Hiring signs are everywhere, as job openings fall from record peak but still remain very high, according to the U.S. Labor Department.
In March, employers advertised 11.9 million job openings, the highest level in over twenty years. For every unemployed person, that meant there were two job openings. Before the pandemic, that was far from the case.
In April, those numbers fell slightly, to just 11.4 million openings. And largely not the same openings. 4.4 million people quit their jobs in April, almost all of them to jump to another job for better pay.
According to the Atlanta Fed’s Wage Growth Tracker, people who remained in a job saw an average wage increase of between 3.1 and 4.0% in 2021 and the first quarter of 2022. People who switched jobs, on the other had, saw an increase between 4.8 and 5.6%. Seeing as we’re seeing inflation rise by over 5 percent a year, that difference is huge. Employee loyalty is being actively punished by wage stagnation during this period of high inflation.

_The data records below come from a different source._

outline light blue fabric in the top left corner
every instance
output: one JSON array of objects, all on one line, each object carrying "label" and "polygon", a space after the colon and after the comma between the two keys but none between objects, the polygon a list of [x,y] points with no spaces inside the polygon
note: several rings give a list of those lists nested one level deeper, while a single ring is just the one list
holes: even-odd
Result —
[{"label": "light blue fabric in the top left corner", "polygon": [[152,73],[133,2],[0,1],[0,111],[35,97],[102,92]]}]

The unemployment rate, which doesn’t track all unemployed people, only those currently using some form of unemployment benefit or aid, is down to 3.5%, where it was before the pandemic. The hiring signs aren’t staying up because there aren’t workers. Either they’re unfilled because they’ve failed to retain workers while other businesses offered better incentives, or because they’ve recently expanded. In May, employers added an estimated 300,000 new jobs, despite the staffing problems.
Economists, including the Chair of the Federal Reserve Jerome Powell, want to slow down wage increases as a tactic to fight the heavy inflation, instead of regulating the industries driving it, such as fuel oil and health care suppliers.
“Employers’ focus is on expansion despite high inflation and pending higher interest rates,” said Robert Frick, an economist at the Navy Federal Credit Union. The business mindset that only expansion is success is what is driving inflation, not workers wanting to be paid a decent living.